Apache Kafka: Beginner's Guide
One morning, as I was booking a cab to my office, I noticed something fascinating: the driver’s location on the app was updating in the real time. The car was moving smoothly, and I could see where my assigned driver was at the moment. This made me wonder - how does this happen? What kind of engineering happens behind the scenes which ensures real time updates? Let us dive deeper.
The Naive Approach: Database Driven
One straightforward solution to tackle this problem would be to use database. Here’s how it might work:
The driver’s app sends their location (latitude and longitude) to the sever.
The server writes this data to the database.
The user’s (passenger) app queries the database periodically, let us say every 1 second to fetch the latest location of driver.
While this approach seems to work, but it has several drawbacks:
The Problem with Traditional Databases
1. Single Point of Failure
In a traditional database setup, if the database server goes down, the entire system becomes unavailable. Even with replication, failover mechanisms can introduce latency and complexity.
Example: Imagine an Uber-like app where the database storing driver locations crashes. Passengers would no longer see real-time updates, leading to a poor user experience.
2. High IOPS and Latency
Databases are designed for structured data storage and retrieval, not for handling millions of real-time events. As the number of writes and reads increases, the database can become a bottleneck, leading to high latency and reduced throughput.
Example: If thousands of drivers are sending location updates every few seconds, the database might struggle to keep up, causing delays in updating passenger apps.
3. Limited Scalability
Scaling a traditional database horizontally (adding more servers) is challenging. Sharding and replication can help, but they add complexity and may not fully solve the problem.

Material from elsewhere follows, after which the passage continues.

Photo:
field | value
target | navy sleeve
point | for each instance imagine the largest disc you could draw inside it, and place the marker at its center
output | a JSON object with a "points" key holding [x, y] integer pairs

Example: If Uber expands to a new city with thousands of new drivers, the database might require significant reconfiguration to handle the increased load.
Better Solution: Enter Event-Driven Architecture
To address the above challenges, modern systems use event-driven architecture. Instead of relying on a database for real-time updates, we treat each location update as an event. These events are produced, and consumed in real time, enabling low latency, high throughput systems.
What is Event Driven Architecture?
Event driven architecture is design paradigm that enables systems to detect, process and respond to events in real time. An event is a significant change in state or an update that occurs within a system. It is a powerful approach for building scalable, responsive , and loosely coupled systems.
This is where our MVP of this blog - Apache Kafka comes into play.
What is Apache Kafka?
Apache Kafka is a distributed event streaming platform designed to handle high volumes of data in real time. It acts as a messaging system that allows producers to publish events and consumers to subscribe to them. Kafka is highly scalable, fault-tolerant, and capable of processing millions of events per second.
Kafka Architecture: Key Components
Producer: The application that sends events (location/status) updates to Kafka. In our case, the driver’s app acts as the producer, sending location updates.
Topic: A category or feed or channel to which events are sent. For example, we could have a topic called driver-locations.
Broker: A Kafka server that stores and manages topics. A kafka cluster consists of multiple brokers for scalability and fault tolerance.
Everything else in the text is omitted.